The daemon looked surprised again. “You named your master?” He thought for moment. “Wait. You found a nameless elf slave and gave him a name?”
“Yes. But didn’t exactly just find him.”
“What do you mean?”
“There were some slavers around.” Null said it casually. Matter-of-fact.
The daemon understood. Didn’t say anything for moment. For the first time since meeting him, Null saw him struggle to find words. His mind though – she could read it clearly.
[Most beautiful story I’ve ever heard. Monster kills slavers, finds nameless slave, frees him, gives him name, then decides to serve him.]
Null felt pleased. He got it. Understood their meeting in the correct way. Saw it how it actually was. Beautiful and right.
She hugged him. She’d learned the meaning somewhat – humans did it. The Twins did it often. Seemed fitting.
The daemon froze for second, then carefully returned it.
When Null stepped back, she asked, “Do you want me to give you a name?”
She heard his mind first – immediate acceptance. Then calculation. Reason would be nice too. Good reason.
So Null explained. “You taught me dwarves need alcohol or every food is failure. Ealdred never taught that. You gifted me this beautiful picture.” She gestured at the painting stored in her Item Box. “Taught new ways to take care of dress. And—”
The daemon stopped her. Speaking this time, not just thinking. “I agree. It would be an honor.” He paused, looking slightly smug. “Also, it’s very interesting having discussions where you read my mind faster than I can say things out loud. Makes things easier.”

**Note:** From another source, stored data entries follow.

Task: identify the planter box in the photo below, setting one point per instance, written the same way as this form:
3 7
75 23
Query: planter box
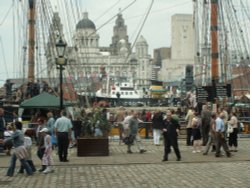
92 147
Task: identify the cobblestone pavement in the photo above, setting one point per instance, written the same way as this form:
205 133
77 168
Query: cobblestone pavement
139 170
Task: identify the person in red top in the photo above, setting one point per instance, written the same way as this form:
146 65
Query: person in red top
148 116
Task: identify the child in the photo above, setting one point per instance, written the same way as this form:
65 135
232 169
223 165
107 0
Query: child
7 134
47 156
28 146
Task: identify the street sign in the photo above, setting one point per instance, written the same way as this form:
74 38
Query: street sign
205 93
223 91
209 93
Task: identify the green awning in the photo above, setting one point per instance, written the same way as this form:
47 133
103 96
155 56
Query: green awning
44 100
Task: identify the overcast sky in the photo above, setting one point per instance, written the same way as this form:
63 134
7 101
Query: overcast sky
156 30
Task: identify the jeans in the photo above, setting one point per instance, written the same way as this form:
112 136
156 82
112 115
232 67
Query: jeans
11 169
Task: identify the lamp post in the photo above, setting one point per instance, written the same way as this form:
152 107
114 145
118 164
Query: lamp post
61 61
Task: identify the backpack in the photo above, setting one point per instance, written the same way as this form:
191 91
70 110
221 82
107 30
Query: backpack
240 126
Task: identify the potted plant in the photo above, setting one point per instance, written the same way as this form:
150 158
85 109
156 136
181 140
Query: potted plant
94 137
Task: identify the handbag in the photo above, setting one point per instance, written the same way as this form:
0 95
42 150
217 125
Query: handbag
229 128
128 140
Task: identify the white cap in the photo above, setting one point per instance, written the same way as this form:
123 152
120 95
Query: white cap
44 130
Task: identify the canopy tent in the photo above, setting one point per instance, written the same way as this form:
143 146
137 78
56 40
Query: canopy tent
157 90
44 100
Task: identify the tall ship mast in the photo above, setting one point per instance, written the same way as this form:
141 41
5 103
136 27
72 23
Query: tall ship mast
31 48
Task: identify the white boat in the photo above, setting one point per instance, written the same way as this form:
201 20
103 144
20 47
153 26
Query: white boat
123 90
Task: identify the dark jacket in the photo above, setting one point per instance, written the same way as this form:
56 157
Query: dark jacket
157 121
171 127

Null nodded. Then stopped. Name. She needed to give him a name. Couldn’t give some half-assed one. She’d never thought this through…
What were cool daemon names? She tried to think. From her original world. Associated with daemons, with knowledge, with…
Ah. Lucifer.
“I name you Lucifer.”
The daemon – Lucifer – bowed. Then she saw tears. Actual tears. Happiness showing clearly.
“I thank you, Namegiver.” His voice steady despite the tears. “It’s an interesting name. Never heard it before. I will try to honor it as well as I can.”
Through the network, Spy’s voice came. Warm. Genuine. «Nice to see you have a friend, Host. Actual friend. Not just useful person. Friend who you care about naming. Friend who makes you sad thinking about leaving.»
Null wanted to argue. But couldn’t. The feelings were there. This was friendship. She accepted it.